The AAT Professional Diploma equips students with skills and knowledge relating to complex accounting theories. The course includes topics such as taxation, accounting systems, preparation of financial statements, management accounting and budgeting. It can take anywhere between 12 to 18 months to complete this qualification. Students who have obtained the AAT Professional Diploma can work in the capacity of tax manager, finance analyst, accountancy consultant or forensic accountant.
What is the ACCA qualification?
The Association of Chartered Certified Accountants (ACCA) is a globally recognised accountancy body with a presence in over 52 countries and more than 208,000 qualified members to its credit.
The ACCA qualification trains students to become qualified accounting professionals with a broad understanding of current accounting practices, standards and tools. ACCA-qualified professionals are recognised worldwide, making it easier for them to acquire jobs with top accountancy firms and other organisations.
The ACCA course is comprised of 14 papers that are categorised into four groups and three levels. Students who enrol on the ACCA course will study the following modules:
The ACCA Knowledge Level is the Introductory Level for ACCA which is similar in academic standing to Level 4 AAT. There are three papers introducing the core elements of accounting and laying out the basic knowledge needed for further study at higher levels. These exams may be taken on demand.
The ACCA Skills Level continues the fundamentals level andconsists of six papers which cover the core topics required of a professional accountant including accounting, tax, law, audit and financial accounting.
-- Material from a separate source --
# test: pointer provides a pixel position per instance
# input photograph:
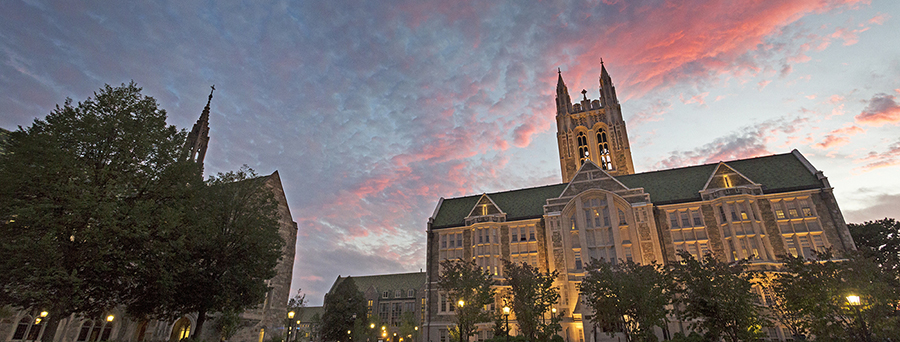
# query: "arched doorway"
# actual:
(181, 329)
These are taken at one of four sittings spread throughout the year and it is normal for a student to take one paper per sitting.
The ACCA Essentials Level is the start of the Professional Level consists of two papers and covers the core subjects of strategy and corporate reporting. At this level, the type of exam requires more depth of answer including analysis and evaluation. Again, these exams are taken at one of four sittings a year.
The ACCA Options* include four papers that build on knowledge learnt at the skills level. You must choose two papers depending on what you are interested in studying and perhaps reflecting your future career choice.
How to choose an AAT or ACCA accounting qualification?
The choice will be highly dependent on your starting point. Simply, if you are entering accountancy training with very limited accounting skills then it would make sense to pick up the AAT qualification first as it gives an unmatched introduction to the skills needed at a basic level. If you have a higher academic starting point, you may decide to go straight on to ACCA studies.
Both qualifications require time and effort to pass the exams. That being said, the amount of studying required for AAT is less than that required by someone studying ACCA. The AAT papers are straightforward and if you do the work you will expect to pass them with some ease. When looking at ACCA, a whole different level of commitment is required. The pass rates on individual papers hover around 30 to 45 per cent which means that you must put considerable effort into each exam to be successful.
You may be in a situation where you need a basic accounting understanding to allow you to run your own business or work within an accounting role. The AAT qualification is perfect in that instance and, as stated earlier, it is highly sought after by employers. If you wish to move into senior management, you will need to qualify with a higher, professional level such as ACCA.